By Robyn Hagan Cain | Last updated on

Today's Seventh Circuit Court of Appeals case serves as a reminder that factual interpretation is a subjective art, and an appeal might not provide relief from an immigration fraud ruling.

Saladin Abdel Jawad, a Jordanian citizen, has been in the U.S. for 25 years since his non-immigrant visitor visa expired. He and his ex-wife had five children in the U.S. before divorcing in 1998. Despite being approved for an immediate-family visa, Jawad has been deemed removable.

Six months after Jawad and his wife, Majidah, divorced in the late 80s, Karen Blankenship, a United States citizen, filed an I-130 visa petition on Jawad's behalf. The petition indicated that she and Jawad had married the same year.

Chicago immigration officials conducted an interview with Jawad and Blankenship to determine whether they had entered into the marriage in good faith, and, suspecting immigration fraud, recommended their case for further investigation. Blankenship later admitted to immigration officials that the marriage was indeed fraudulent, and Jawad had paid her to marry him. The government eventually denied Jawad's visa petition.

After ending his relationship with Blankenship, Jawad reunited with his ex-wife and their kids. He didn't file for divorce from Blankenship because he was worried that such a move would affect his immigration case. Divorce was actually the least of his immigration worries.

Jawad was served with a Notice to Appear, which charged that he was removable for two reasons: he had remained in the country on an expired visitor visa, and he had fraudulently entered into a marriage to secure an immigration benefit. Jawad admitted at the removal hearing that he was removable, but requested cancellation of removal.

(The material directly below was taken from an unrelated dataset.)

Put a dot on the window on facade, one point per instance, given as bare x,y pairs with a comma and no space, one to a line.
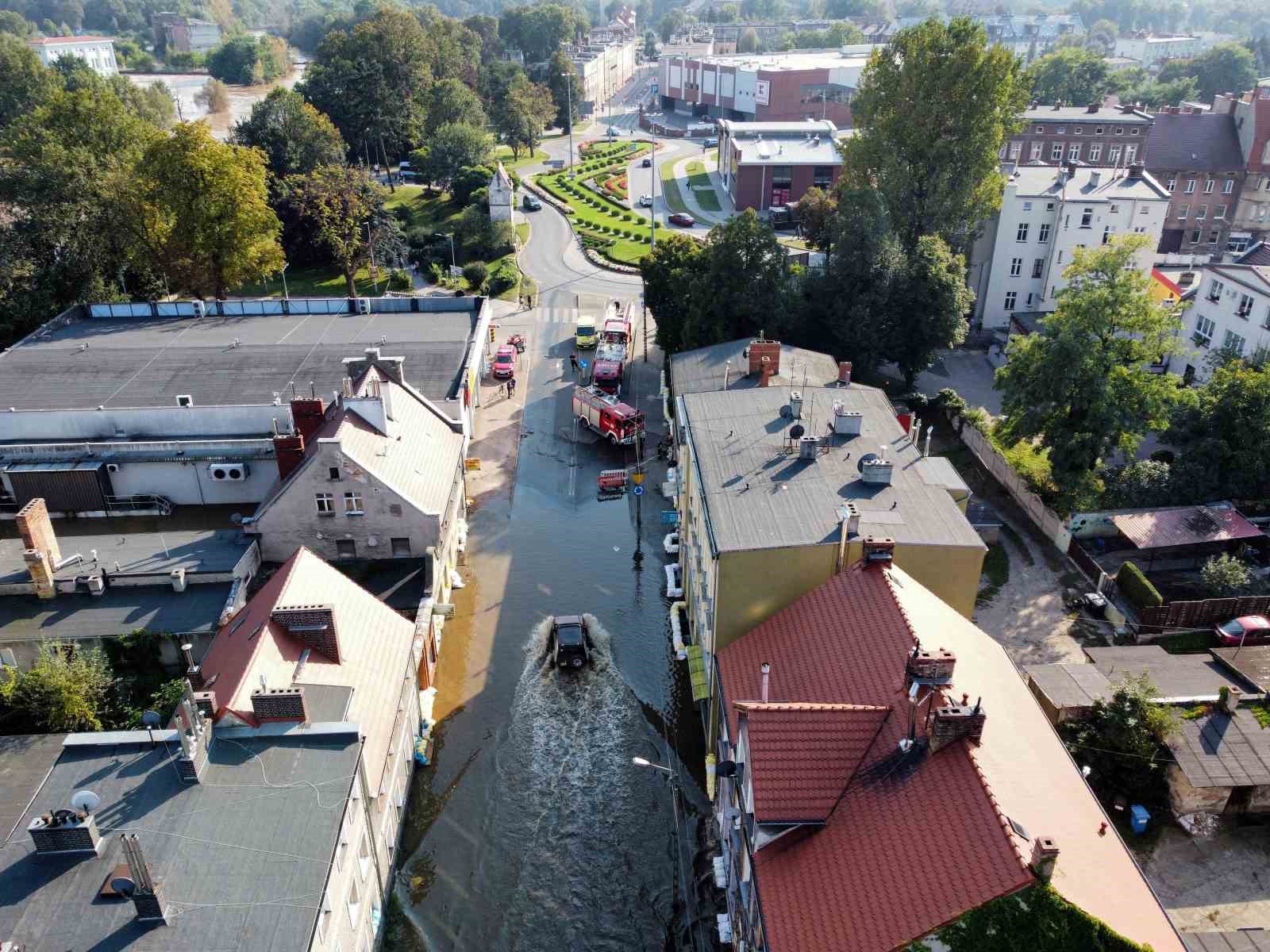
1204,329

Four years later, U.S. Citizenship and Immigration Services (CIS) approved a new immediate-family visa petition for Jawad, which had been filed on his behalf by his daughter Elham Abdeljawad, a U.S. citizen. In light of Elham's application, Jawad filed a request for cancellation of removal and an application for adjustment of status.

The government responded with evidence that the Blankenship marriage had been fraudulent, designed primarily to secure immigration benefits.

After reviewing the evidence, the immigration judge (IJ) decided that Jawad failed to show he merited a favorable exercise of discretion for either request because he committed immigration fraud and gave the court false testimony.

Jawad appealed, claiming that the IJ ignored his daughter's testimony in the case. The Board Immigration Appeals dismissed his appeal.

Tuesday, the Seventh Circuit Court of Appeals also dismissed Jawad's challenge, noting that it lacked jurisdiction to rule on the matter because the record clearly reflected that the IJ did consider his daughter's testimony. Jawad was simply displeased with the result.

In dismissing the appeal, the court noted, "A petitioner can't manufacture a legal dispute over a disagreement on the facts."

Your client may not like an immigration ruling, but there's no guarantee that throwing more money at the problem in appeal will yield a different outcome.